Members of the D.C. Council have changed their minds about legislation allowing the District to sell a library and fire station in Northwest to a specific private developer and will attempt to rescind the measure next week.
“In 20-20 hindsight, everyone recognizes that the process could have been [done] better,” said Jack Evans, Ward 2 Democrat who has agreed to support rescinding the bill along with Kwame R. Brown, at-large Democrat, and Carol Schwartz, at-large Republican. “And that’s why we’re going to start it over.”
The council in July voted 12-1 in favor of an emergency proposal that would allow Mayor Adrian M. Fenty’s administration to negotiate with EastBanc Inc. for the sale and redevelopment of the West End Neighborhood Library, a fire station and nearby land.
EastBanc planned to build a new library and fire station in a mixed-use development, which still would have required additional council approval.
But community groups and neighborhood representatives opposed the deal, saying they had little public notice and inadequate input.

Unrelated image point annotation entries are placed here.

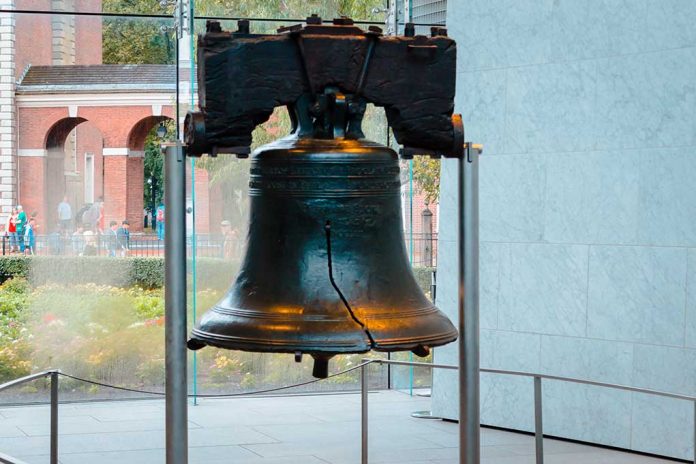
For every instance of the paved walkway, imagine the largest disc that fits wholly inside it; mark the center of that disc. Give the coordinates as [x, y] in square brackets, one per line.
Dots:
[281, 430]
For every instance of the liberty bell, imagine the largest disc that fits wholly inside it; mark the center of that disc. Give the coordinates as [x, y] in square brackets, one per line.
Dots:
[326, 270]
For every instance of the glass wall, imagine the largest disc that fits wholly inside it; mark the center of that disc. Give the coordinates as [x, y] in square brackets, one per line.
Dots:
[89, 91]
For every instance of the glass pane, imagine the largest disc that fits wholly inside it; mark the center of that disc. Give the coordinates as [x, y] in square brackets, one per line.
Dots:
[80, 152]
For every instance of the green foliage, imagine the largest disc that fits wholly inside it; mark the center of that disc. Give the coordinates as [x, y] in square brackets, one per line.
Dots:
[153, 164]
[426, 176]
[135, 40]
[145, 272]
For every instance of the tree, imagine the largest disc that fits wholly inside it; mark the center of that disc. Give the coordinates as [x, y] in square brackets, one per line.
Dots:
[136, 40]
[426, 176]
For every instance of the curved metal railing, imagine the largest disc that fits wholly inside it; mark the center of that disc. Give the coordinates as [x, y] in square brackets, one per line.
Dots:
[53, 374]
[538, 417]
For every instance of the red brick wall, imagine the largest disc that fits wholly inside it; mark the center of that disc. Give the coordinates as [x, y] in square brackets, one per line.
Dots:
[89, 139]
[115, 188]
[88, 33]
[115, 123]
[33, 35]
[35, 123]
[202, 201]
[32, 186]
[134, 188]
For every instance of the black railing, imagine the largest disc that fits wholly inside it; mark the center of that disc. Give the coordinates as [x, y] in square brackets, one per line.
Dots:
[423, 246]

“The problem was not with the project,” Joy Howell, president of the Foggy Bottom Association, said yesterday.”The problem was with the lack of public participation in the process, the lack of public notice that the decision was imminent.”

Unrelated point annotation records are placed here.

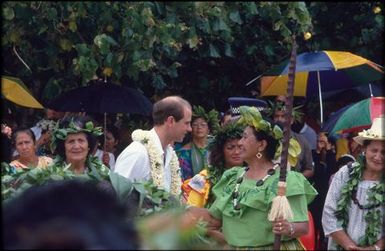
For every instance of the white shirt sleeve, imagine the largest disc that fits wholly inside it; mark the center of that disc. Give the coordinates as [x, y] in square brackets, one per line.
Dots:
[112, 161]
[329, 220]
[133, 163]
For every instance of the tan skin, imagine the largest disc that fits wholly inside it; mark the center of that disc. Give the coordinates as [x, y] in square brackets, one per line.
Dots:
[258, 168]
[26, 148]
[174, 131]
[280, 116]
[232, 153]
[374, 170]
[76, 151]
[200, 131]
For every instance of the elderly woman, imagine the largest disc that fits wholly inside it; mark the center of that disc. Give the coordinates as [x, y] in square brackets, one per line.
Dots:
[25, 144]
[72, 140]
[244, 194]
[193, 156]
[353, 216]
[224, 153]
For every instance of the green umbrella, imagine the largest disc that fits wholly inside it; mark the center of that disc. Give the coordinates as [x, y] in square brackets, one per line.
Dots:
[355, 117]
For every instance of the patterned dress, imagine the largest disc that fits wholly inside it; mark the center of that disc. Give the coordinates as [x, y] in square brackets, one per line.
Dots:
[357, 224]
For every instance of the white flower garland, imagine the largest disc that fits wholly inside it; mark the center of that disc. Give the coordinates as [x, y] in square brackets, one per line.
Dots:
[156, 162]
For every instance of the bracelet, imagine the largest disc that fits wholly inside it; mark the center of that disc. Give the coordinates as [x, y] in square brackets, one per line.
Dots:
[291, 230]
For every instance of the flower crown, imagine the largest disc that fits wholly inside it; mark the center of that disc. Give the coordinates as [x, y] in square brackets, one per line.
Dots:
[72, 128]
[211, 117]
[250, 116]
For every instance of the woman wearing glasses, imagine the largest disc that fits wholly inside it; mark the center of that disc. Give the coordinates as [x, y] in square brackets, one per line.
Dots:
[193, 156]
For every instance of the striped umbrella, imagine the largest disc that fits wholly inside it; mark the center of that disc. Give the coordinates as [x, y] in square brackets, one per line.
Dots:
[355, 117]
[15, 90]
[321, 71]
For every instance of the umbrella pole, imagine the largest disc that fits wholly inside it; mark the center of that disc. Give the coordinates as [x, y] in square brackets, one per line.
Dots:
[370, 89]
[105, 132]
[320, 97]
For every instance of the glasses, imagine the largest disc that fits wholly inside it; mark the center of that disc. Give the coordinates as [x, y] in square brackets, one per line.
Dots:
[201, 125]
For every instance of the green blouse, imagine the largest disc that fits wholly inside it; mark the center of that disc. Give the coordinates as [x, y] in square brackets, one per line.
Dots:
[249, 226]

The motion to rescind the agreement is expected to be introduced at the council’s legislative session Oct. 2. All three council members are on the Committee on Economic Development, and Mr. Brown is chairman of the panel.
At a hearing held by the committee yesterday, Mr. Brown stressed the importance of increasing public input in the government’s decisions to develop public property.
“There should be some process [so] that everyone understands what takes place,” he said.
Some council members have said their initial votes in favor of the deal stemmed from misinformation about EastBanc’s negotiations to develop the Tiverton apartment building near the library.
Mr. Brown said he understood that the building’s tenants had agreed to deal exclusively with EastBanc, and Mrs. Schwartz said she understood that voting for the emergency bill was crucial to preserve the tenants’ right to first refusal and to save their homes. Tenants have since signed a deal to sell the building to another company.
At least five community groups — including advisory neighborhood commissions in Adams Morgan and Dupont Circle — passed resolutions against the West End agreement, and the grass-roots organization Empower DC held a protest last week that interrupted the council’s session.
Robin Diener, director of the D.C. Library Renaissance Project, told council members yesterday that their effort to rescind the legislation was “historic.”
“We thank you for listening to the community in a way that I have not [seen] before,” she said during the hearing. “This means more than lip service on your part, so we have our fingers crossed that this is what’s going to happen.”
The library is in the 1100 block of 24th Street Northwest, and the fire station is in the 2200 block of M Street Northwest.
Rescinding the legislation would prompt city officials to open a competitive process to develop the site, said Sean Madigan, a spokesman for the Office of the Deputy Mayor for Planning and Economic Development.
Anthony Lanier, EastBanc’s president, said he intends to see what process city officials undertake before he determines his company’s next course of action.
“It’s only disappointing in the context that something that could have been accomplished in a fairly short period of time and demonstrated success now may never be done,” he said.